Darvish is a commonly misspelled version of the word dervish, which pertains to a person in the Sufi Muslim faith who is seeking a path of asceticism. An ascetic is someone who lives a life whose main purpose is to seek spiritual and religious enlightenment. Thus, a dervish is the Sufi Muslim equivalent to what a monk is to Buddhism, a friar is to Christianity or a sadhu is to Hinduism.
Dervishes lead a life of poverty and religious devotion. Dervishes often seek alms, but it is said that real dervishes who are dressed in robes and uses a kashkul (a bow or pot used to collect food and money to deliver to the poor, anonymously) do not beg. It is also important to note that dervishes do not beg for themselves, but rather gives whatever they have collected to the poor.

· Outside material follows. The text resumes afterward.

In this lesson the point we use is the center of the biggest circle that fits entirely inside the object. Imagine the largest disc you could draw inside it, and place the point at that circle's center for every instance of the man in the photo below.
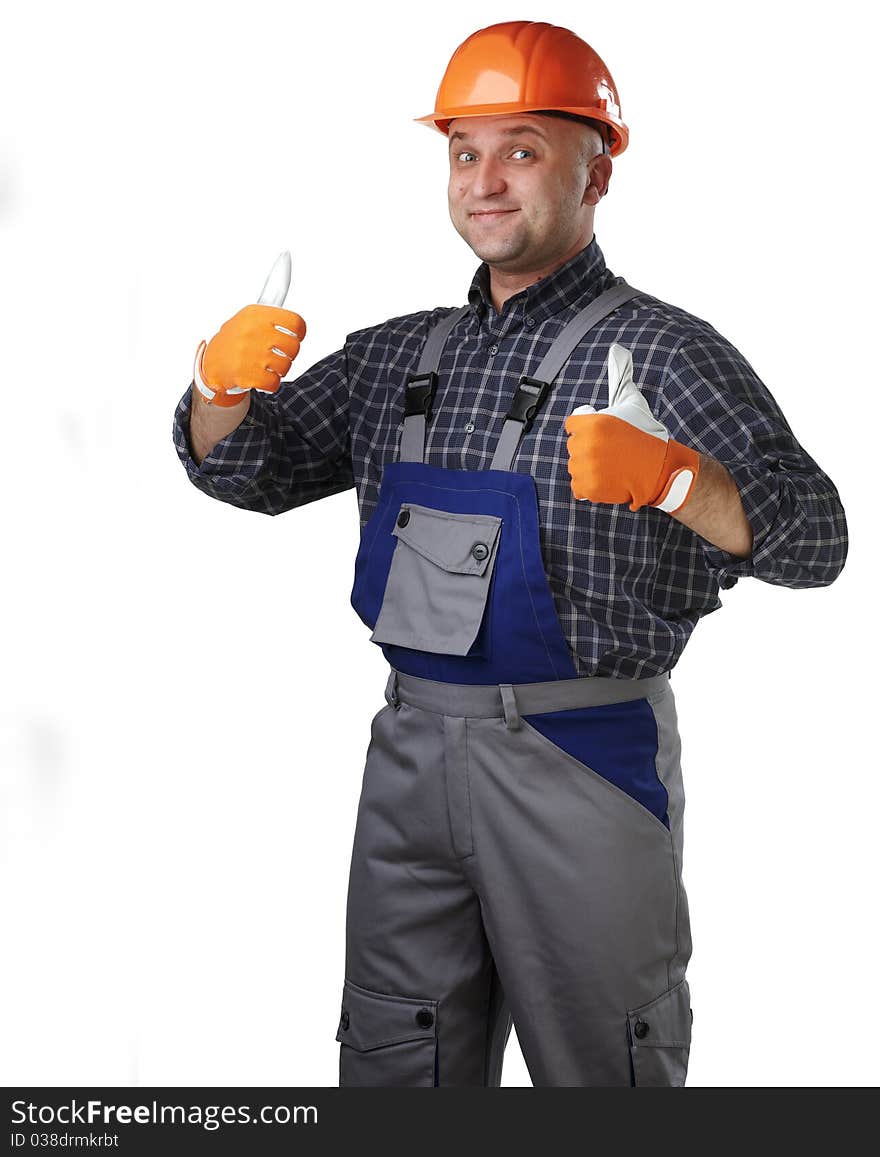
(532, 575)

The most popular dervish is probably the whirling dervish of Turkey or Sufi whirling. This frenzied whirling is a form of meditation for the dervishes, a method by which they claim to reach the source of perfection. When the dervishes whirl, they wear a felt high cap and a dress-like tunic which billows out when they do their fast turns. Because of the visual appeal of the whirling dervishes of Turkey, it has become a tourist draw, and has even given birth to another meaning of ‘dervish’ in the English language, meaning ‘frenzied energy’.